Now when I hear discomfort knocking at the door, instead of turning the volume on the stereo up, tuning it out, I try to invite him in (for some reason he’s a he). I envision offering him a comfortable seat. I prepare tea. We sit together. I listen to what he is trying to tell me. What I hear in these moments is typically intuitive guidance. Gold.
Fun?
Yes, befriending discomfort can be fun.
Once we start noticing discomfort and our reflexiveness to it, we can deepen our awareness of this benevolent visitor with small shifts to just be with it in small does. Resist the temptation to look at our phone while in a silent elevator with strangers. Go to a social gathering and opt out of the wine.

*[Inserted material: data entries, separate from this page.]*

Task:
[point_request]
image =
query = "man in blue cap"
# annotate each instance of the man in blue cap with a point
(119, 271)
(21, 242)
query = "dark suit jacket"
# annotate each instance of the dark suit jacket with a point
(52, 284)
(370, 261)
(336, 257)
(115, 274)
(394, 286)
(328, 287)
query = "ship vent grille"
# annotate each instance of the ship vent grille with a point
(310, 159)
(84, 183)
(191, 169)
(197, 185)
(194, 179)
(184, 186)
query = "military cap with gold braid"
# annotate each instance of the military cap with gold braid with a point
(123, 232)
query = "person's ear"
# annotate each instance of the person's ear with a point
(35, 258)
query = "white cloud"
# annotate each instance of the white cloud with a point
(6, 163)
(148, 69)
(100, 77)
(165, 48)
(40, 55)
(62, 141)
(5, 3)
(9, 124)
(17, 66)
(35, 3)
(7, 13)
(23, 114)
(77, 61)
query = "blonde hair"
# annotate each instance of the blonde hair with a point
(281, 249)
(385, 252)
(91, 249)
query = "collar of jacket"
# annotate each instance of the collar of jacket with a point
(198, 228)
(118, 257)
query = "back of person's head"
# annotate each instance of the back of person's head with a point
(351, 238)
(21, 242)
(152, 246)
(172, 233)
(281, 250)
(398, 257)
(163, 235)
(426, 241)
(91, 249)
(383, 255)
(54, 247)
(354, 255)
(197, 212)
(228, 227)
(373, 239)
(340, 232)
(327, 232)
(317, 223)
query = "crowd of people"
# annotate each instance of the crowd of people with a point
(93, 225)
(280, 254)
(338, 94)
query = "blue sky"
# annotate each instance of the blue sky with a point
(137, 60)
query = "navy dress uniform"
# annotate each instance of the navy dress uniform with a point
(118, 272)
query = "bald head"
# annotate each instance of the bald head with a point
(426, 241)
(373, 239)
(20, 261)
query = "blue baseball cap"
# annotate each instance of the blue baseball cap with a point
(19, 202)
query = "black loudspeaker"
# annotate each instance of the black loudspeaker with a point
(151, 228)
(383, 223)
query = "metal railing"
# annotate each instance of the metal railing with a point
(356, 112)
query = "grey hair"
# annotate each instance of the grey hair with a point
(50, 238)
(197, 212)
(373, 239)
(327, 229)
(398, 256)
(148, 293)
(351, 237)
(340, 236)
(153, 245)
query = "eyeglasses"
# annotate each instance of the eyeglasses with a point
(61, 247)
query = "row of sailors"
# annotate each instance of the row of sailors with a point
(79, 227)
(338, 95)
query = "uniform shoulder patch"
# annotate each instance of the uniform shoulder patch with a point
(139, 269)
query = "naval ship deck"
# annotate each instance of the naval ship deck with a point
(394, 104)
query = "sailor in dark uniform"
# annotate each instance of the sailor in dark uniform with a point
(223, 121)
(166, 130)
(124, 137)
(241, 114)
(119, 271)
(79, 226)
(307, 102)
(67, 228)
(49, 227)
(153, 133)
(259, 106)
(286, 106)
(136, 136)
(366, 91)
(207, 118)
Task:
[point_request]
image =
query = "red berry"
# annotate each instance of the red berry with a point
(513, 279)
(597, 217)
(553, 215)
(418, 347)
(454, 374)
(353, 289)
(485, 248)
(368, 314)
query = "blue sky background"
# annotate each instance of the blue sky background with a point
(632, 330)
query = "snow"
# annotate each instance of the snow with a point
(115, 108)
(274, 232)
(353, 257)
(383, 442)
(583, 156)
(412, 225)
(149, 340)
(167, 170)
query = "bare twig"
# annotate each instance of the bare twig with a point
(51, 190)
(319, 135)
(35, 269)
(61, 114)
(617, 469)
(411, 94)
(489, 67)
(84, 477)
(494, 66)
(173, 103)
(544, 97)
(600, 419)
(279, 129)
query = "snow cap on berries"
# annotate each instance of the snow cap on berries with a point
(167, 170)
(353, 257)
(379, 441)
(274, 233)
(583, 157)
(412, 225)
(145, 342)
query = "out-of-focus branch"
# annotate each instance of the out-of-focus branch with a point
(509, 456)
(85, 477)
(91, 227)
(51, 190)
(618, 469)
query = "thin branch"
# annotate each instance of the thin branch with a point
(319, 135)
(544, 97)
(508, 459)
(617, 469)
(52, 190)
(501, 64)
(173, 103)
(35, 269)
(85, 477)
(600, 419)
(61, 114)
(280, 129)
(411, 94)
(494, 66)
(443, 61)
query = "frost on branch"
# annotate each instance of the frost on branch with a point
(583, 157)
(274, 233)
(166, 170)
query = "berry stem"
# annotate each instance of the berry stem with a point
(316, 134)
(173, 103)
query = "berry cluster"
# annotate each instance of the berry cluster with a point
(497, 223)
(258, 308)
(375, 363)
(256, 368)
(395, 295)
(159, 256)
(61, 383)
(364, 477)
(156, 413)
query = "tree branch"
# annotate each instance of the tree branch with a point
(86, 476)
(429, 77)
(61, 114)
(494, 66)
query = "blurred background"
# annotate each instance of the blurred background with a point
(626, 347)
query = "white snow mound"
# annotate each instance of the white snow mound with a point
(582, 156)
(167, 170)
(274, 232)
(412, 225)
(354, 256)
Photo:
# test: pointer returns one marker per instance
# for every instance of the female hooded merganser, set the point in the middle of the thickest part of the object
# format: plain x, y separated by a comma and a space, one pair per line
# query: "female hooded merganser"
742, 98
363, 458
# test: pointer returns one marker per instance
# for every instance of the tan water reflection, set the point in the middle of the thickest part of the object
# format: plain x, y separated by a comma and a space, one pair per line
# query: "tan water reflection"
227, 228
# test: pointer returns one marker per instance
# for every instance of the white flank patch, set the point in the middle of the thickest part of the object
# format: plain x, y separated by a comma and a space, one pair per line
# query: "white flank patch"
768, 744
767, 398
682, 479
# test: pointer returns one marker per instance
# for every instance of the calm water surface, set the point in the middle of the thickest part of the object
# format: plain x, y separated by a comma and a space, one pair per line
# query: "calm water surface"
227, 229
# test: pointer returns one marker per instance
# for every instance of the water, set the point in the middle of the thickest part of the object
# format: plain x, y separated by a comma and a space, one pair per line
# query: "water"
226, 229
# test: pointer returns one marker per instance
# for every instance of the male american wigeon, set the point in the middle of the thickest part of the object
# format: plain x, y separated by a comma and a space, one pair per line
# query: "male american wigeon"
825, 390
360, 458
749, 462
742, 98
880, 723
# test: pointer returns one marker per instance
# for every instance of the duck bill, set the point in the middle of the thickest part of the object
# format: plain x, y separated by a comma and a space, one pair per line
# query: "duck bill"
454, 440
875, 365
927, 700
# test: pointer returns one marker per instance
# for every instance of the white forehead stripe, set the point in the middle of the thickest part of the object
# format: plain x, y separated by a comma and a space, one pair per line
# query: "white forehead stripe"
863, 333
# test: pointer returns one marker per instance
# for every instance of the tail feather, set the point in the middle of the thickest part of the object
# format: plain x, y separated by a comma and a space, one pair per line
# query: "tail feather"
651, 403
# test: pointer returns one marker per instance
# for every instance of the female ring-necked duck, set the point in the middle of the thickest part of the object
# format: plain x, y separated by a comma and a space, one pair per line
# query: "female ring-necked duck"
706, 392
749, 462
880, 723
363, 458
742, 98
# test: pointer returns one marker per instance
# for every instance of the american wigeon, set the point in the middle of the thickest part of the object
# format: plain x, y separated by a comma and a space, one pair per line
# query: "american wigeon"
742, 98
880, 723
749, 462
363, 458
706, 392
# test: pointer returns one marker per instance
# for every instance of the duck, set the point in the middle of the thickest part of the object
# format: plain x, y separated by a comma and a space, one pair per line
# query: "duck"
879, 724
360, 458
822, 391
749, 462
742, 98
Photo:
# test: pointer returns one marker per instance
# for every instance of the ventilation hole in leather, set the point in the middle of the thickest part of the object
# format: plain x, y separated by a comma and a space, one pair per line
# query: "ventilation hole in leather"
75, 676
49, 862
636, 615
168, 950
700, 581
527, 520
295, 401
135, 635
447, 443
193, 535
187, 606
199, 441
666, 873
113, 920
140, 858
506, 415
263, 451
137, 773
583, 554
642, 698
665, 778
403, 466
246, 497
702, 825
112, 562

Take a walk after dinner instead of turning on the TV. What arises? What comes up when we invite discomfort in and listen to what s/he has to say?
Leaning into the discomfort can also be an adventure. Why not invite the intimidating guest to dinner, wear the bold shoes today, take that online class on something you’ve been curious about for years … start that newsletter?
A Seat at the Table
Living an intentional, aligned, and authentic life means being willing to attune to ourselves, and in order to do that, we need to be willing to listen.
Wishing you curiosity, ease, and patience as you deepen your relationship with your own discomfort. May we all realize that most of the time, s/he’s on our team.
Onward ❤️
Miscellaneous…
Reading: Gabor Maté’s The Myth of Normal, feeling like I need to underline at least one sentence per page it is so darn resonant.
Preparing: to interview Lama Tsultrim Allione at Wisdom 2.0 next weekend. We’re going to cover the divine feminine, the often isolating nature of separation, and why lipstick matters.
Drinking: more coffee than usual and wondering if the “health benefits” are similar to the now debunked “health benefits” of red wine. #firstworldproblems
As noted in the first TGIF, ClearLife is an exploration of what it means to “live clear,” without dimmers that can interfere with an intentional, present, and embodied life.
I write about the journey of making habit and lifestyle choices that support presence, healthier relationships (and bodies), and an overall more aligned and intentional life.